# Reclaimed Wood



## UKfan (Nov 16, 2010)

I recently came across some wood from an old tobacco barn in KY. Thought I would share some of the pictures of the wood.

This is the wood as I brought it back to the house.









This is what I got out of two of the boards.


----------



## TexasTimbers (Oct 17, 2006)

That's nice looking wood. 


Looks like pine on the left, what is on the right? Did you hit anything processing it? What do you plan to make? 
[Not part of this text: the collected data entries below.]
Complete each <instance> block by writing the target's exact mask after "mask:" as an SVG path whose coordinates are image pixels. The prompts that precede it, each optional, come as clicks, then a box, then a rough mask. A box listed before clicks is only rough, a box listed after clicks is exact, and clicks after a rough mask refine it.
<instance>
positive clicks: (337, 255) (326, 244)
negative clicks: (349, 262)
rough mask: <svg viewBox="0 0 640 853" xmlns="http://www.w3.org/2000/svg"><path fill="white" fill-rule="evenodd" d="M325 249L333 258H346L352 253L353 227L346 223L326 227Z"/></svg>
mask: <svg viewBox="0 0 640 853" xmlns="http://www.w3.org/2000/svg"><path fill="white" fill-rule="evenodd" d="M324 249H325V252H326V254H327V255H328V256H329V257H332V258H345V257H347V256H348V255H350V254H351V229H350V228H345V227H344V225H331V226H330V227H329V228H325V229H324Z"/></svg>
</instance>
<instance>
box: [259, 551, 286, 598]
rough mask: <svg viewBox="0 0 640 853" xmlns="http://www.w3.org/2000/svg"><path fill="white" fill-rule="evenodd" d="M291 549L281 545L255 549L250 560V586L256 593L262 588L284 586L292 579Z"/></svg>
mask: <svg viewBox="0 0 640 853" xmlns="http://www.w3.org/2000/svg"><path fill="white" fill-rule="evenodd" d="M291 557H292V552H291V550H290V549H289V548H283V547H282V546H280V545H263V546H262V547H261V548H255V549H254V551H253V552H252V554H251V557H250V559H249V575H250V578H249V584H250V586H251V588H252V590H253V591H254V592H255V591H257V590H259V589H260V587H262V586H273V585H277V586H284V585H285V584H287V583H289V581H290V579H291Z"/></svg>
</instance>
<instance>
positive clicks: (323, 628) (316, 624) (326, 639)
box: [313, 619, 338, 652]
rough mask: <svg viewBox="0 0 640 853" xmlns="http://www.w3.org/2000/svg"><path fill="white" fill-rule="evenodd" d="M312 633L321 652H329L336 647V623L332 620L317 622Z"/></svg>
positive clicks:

Thanks for showing us - we love pics!









.


----------



## UKfan (Nov 16, 2010)

I am pretty sure the ones to the right are Oak. I had to pull alot of nails and then and went over them with a couple of strong magnets to double check. So far so good...I haven't hit anything yet.


----------



## Ibangwood (Feb 25, 2010)

On the right.. I don't think thats oak..


----------



## Grubgrub (Mar 7, 2011)

Looks great, What was the price on these for you? :thumbsup:


----------



## del schisler (Nov 5, 2009)

UKfan said:


> I am pretty sure the ones to the right are Oak. I had to pull alot of nails and then and went over them with a couple of strong magnets to double check. So far so good...I haven't hit anything yet.


the one on the right is not oak . How about Kentuckey coffee tree wood. Look at this link http://www.hobbithouseinc.com/personal/woodpics/coffee tree.htm


----------



## Ibangwood (Feb 25, 2010)

Could possibly be! Whatever it may be it is really nice looking! Hope you make something out of it!


----------



## MidGAOutdoor (Apr 7, 2011)

u pay for it? u didnt get anymore?


----------



## UKfan (Nov 16, 2010)

I bought the whole lot of wood for $75 and I havn't made anything with it yet. Thanks for the link for the Kentucky Coffey Tree. Originally the wood was to be used to build bar but I am not sure if that what I want to use it on now. The guy I bought it from runs a flooring buisness and has plenty more, just not sure when I will be his way again...its about a two hour drive.


----------



## Hammered Toes (Mar 16, 2011)

Ibangwood said:


> On the right.. I don't think thats oak..


Several years ago I worked on a sawmill and we got a load of White Walnut (Butternut) to saw. When we sawed it there was a lot of the boards that looked like the wood in the picture. That Butternut had more different shades and patterns than any other wood I had seen run through the mill.


----------